Freelance Friday: An Introduction to Playing Time Efficiency

May 29, 2014; San Antonio, TX, USA; Oklahoma City Thunder guard Reggie Jackson (15) dribbles past San Antonio Spurs center Tiago Splitter (22) during the first half in game five of the Western Conference Finals of the 2014 NBA Playoffs at AT&T Center. Mandatory Credit: Soobum Im-USA TODAY Sports

Freelance Friday is a project that lets us share our platform with the multitude of talented writers and basketball analysts who aren’t part of our regular staff of contributors. As part of that series we’re proud to present this guest post from Jeff Feyerer. Jeff is a school financial administrator during the day, but on the side he fulfills his love of basketball through coaching and copious amounts of basketball writing and research. He currently is NBA Editor in Chief at RosterResource.com and is starting up a College Basketball analytics site this fall at thetransitiongame.com. Follow him on Twitter at @jfey5 and @NBARosters.

Playing time and how coaches distribute minutes is a piece of basketball that has always fascinated me. It’s probably a resentment of lack of playing time afforded to me by youth coaches, or the fact I watch 82 games of Tom Thibodeau managing a bench every season; but either way, how coaches divvy up playing time and how players respond is a layer of basketball that effects the game’s team dynamics on every level. Whether it’s seeing how increased playing time allows young players to reach their potential, how coaches manage the minutes of aging players to maximize their performance (i.e. Gregg Popovich), or how players accept (or not) a reduced or enhanced role on a team, the role of playing time management is a skill in and of itself.

How to quantify a player’s performance based around the playing time they are allocated proves to be more difficult. There are numerous metrics on hand to shed light on the value of players, but most fall short when related to playing time. One of my favorites is player efficiency, or a player’s points scored/points allowed adjusted for 100 possessions. But, no one in their right mind is going to believe that Chris Andersen (28 net efficiency points) is more valuable than LeBron James (16 net efficiency points).

As I looked deeper into a way to value player’s performance centered around the playing time allocated to them and their role on the team, I found myself fixated on three metrics:

1)     Net Efficiency = Offensive Efficiency-Defensive Efficiency again adjusted for 100 possessions

2)     Playing Time Percentage = Minutes Played by a Player During the Season/Team Game Minutes

3)     Usage Percentage = the number of possessions a player uses (FG attempts, FT attempts, turnovers) while he is on the floor

Each of these metrics provides a piece of the puzzle. In an ideal world, the perfect player is highly efficient on both ends of the floor, plays a high number of minutes and is able to maximize efficiency and playing time with a high usage percentage. But for ease of implementation and in order to take baby steps in my research, I chose to focus on Net Efficiency and Playing Time Percentage, but showing them in concert with Usage Percentage to truly understand the effect playing time and what it does to efficiency.

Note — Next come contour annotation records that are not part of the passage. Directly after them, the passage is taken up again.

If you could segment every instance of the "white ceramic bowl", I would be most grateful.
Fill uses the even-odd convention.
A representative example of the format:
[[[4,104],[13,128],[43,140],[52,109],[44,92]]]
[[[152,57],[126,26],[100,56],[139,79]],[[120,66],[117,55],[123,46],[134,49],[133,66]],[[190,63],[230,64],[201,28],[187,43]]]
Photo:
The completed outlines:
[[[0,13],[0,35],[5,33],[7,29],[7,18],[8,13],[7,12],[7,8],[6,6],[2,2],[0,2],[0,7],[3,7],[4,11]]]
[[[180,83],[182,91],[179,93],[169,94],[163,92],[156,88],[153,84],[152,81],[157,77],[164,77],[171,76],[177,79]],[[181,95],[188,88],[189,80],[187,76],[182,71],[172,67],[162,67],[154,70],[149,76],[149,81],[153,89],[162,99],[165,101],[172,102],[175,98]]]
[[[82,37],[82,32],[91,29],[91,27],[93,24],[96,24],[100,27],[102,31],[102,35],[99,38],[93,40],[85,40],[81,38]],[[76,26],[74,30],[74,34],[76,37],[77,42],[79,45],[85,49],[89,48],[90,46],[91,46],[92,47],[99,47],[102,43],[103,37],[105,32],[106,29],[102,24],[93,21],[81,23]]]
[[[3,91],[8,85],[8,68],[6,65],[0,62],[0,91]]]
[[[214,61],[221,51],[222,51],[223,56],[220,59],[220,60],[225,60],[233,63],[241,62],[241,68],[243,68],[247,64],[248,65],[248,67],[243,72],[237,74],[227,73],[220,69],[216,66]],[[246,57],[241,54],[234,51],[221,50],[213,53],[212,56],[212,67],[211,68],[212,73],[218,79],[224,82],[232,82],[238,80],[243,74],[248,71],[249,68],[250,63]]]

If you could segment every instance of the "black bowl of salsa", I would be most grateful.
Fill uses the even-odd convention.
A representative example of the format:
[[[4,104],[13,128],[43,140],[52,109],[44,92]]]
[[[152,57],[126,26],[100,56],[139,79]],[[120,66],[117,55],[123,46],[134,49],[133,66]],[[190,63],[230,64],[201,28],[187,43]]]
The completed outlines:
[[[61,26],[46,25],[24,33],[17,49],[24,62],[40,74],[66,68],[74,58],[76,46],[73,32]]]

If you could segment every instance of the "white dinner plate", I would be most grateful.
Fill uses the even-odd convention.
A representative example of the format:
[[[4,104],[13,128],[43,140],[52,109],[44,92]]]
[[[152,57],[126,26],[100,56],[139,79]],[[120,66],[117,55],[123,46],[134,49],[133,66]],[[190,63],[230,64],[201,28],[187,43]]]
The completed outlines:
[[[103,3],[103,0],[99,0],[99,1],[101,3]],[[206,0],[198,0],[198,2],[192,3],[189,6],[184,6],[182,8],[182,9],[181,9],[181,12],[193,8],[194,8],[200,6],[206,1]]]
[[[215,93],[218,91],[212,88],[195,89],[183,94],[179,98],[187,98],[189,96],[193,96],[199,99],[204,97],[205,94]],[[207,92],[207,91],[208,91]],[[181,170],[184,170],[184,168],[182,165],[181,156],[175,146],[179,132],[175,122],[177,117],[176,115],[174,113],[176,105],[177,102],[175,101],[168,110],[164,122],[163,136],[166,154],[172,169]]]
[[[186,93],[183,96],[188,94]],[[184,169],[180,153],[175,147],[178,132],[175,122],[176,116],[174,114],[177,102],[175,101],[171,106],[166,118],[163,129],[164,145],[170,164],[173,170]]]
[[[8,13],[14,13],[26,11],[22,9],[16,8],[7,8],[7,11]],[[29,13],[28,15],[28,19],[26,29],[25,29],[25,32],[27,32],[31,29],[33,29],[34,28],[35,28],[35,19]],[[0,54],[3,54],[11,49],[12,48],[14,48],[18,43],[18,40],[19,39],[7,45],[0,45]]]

Taking into account these ideas and the inherent goals of my research (besides making sure Chris Andersen is never listed above LeBron James on any list aside from total tattoos), I established Playing Time Efficiency, or PTE.

Playing Time Efficiency = (Player Net Efficiency-Team Net Efficiency)* Playing Time Percentage

This calculation generates a single number which represents the number of points above or below a team’s average a player is worth if he was given the same amount of playing time he received during the season for every 100 possessions. The baseline for PTE is 0 which identifies a player whose efficiency is exactly the same as the team’s when he is on the floor. A player with a positive/negative PTE has a positive/negative effect on team efficiency when on the floor.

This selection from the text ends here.